The most successful FTMO traders treat Trump announcement periods like dangerous weather conditions: they prepare in advance, take defensive positions, and wait for clear skies before resuming normal operations. This conservative approach might feel overly cautious, but it’s the difference between building a long-term funded trading career and becoming another casualty of political market volatility.

Ready to find a prop firm that matches your trading style and risk tolerance? Check out our detailed analysis of the best forex prop firms currently accepting new traders and actually paying their funded accounts.

Frequently asked questions

What are FTMO news trading rules trump announcements explained?
FTMO restricts trading 2 minutes before and after major news events, including Trump announcements and speeches that can cause high market volatility. These rules apply to all high-impact news events that appear on economic calendars with red flags. Violating these restrictions can result in account termination or rule violations.
Can I trade during Trump speeches on FTMO?
No, you cannot trade during Trump speeches or announcements on FTMO as they are considered high-impact news events.
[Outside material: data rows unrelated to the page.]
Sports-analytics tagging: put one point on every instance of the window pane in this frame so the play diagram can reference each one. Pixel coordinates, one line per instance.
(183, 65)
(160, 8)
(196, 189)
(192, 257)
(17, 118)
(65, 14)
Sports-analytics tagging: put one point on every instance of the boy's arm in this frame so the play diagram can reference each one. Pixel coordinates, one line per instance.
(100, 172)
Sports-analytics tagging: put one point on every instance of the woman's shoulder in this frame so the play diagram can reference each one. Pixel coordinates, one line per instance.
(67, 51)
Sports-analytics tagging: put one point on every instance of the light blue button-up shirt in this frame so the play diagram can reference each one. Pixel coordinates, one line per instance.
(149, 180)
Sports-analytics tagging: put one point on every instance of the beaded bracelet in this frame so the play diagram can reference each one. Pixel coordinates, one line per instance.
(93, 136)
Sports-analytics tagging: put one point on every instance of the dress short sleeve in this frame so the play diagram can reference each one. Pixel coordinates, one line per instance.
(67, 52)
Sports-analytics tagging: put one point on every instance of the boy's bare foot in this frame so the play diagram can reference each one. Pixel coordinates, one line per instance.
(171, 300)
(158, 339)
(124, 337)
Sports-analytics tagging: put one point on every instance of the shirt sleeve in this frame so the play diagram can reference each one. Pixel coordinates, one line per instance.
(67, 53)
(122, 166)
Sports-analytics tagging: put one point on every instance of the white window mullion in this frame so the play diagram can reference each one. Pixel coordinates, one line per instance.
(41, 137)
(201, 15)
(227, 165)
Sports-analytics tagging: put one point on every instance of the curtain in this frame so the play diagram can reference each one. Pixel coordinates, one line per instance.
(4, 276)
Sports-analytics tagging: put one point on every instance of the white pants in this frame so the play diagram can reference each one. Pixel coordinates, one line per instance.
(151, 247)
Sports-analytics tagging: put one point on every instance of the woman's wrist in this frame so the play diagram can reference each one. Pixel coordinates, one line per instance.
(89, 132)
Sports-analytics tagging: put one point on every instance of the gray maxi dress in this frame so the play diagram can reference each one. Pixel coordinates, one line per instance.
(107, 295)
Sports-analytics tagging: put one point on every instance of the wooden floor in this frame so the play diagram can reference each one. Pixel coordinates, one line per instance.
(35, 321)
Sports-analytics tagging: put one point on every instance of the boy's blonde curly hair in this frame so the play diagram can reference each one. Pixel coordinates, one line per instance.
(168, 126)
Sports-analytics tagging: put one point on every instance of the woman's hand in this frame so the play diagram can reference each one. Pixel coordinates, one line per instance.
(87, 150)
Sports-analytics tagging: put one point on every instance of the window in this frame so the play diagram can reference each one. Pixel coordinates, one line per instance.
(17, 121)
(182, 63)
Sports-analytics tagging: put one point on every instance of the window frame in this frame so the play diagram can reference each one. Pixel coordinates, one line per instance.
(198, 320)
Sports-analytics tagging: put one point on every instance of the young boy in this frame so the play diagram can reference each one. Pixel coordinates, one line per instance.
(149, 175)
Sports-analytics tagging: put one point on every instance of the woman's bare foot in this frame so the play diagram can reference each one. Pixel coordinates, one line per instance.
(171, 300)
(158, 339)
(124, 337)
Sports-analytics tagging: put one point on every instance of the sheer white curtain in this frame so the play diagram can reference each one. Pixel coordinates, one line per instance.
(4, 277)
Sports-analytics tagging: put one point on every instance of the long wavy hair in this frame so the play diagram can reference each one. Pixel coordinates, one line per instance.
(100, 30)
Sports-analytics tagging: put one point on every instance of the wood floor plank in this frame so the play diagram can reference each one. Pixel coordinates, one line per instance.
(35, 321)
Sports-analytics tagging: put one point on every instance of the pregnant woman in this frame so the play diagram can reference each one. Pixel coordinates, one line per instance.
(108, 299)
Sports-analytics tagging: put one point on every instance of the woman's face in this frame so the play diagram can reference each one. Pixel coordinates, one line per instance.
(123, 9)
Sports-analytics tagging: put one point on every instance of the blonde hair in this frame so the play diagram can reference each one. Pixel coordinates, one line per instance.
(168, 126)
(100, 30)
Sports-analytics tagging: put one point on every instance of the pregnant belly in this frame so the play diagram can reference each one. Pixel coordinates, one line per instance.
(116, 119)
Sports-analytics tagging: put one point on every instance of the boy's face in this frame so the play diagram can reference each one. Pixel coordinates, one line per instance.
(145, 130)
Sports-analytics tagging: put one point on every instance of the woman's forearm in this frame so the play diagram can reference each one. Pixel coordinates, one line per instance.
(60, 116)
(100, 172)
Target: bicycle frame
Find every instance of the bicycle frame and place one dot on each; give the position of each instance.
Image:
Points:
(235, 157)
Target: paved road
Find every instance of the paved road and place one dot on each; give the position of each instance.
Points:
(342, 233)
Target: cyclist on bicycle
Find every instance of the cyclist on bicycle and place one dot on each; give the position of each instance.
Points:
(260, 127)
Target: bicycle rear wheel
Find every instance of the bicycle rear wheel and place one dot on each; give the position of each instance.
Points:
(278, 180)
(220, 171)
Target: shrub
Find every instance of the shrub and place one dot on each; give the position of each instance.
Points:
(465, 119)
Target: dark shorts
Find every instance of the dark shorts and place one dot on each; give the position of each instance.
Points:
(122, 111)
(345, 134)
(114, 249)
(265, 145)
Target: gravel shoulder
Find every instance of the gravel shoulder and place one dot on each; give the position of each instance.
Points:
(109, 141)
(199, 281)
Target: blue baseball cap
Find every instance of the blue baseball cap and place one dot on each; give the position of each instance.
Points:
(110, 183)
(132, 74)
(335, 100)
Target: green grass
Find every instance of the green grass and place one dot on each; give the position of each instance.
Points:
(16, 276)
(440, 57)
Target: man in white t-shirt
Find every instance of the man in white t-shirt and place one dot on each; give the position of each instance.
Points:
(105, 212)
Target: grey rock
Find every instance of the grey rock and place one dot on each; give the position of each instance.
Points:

FTMO's news trading restrictions apply to all major political announcements that can cause significant market volatility. You must close all positions and avoid opening new trades during the restricted time window.
How long before Trump news do FTMO restrictions start?
FTMO news trading restrictions begin 2 minutes before any Trump announcement or major political news event. The restriction period continues for 2 minutes after the news release ends. This 4-minute total window helps protect traders from unpredictable price movements during high-volatility events.
What happens if I break FTMO news trading rules?
Breaking FTMO news trading rules results in an immediate rule violation that can lead to account termination. FTMO monitors all trades during restricted news periods and will flag any violations automatically. Multiple violations or severe breaches typically result in permanent disqualification from their funding program.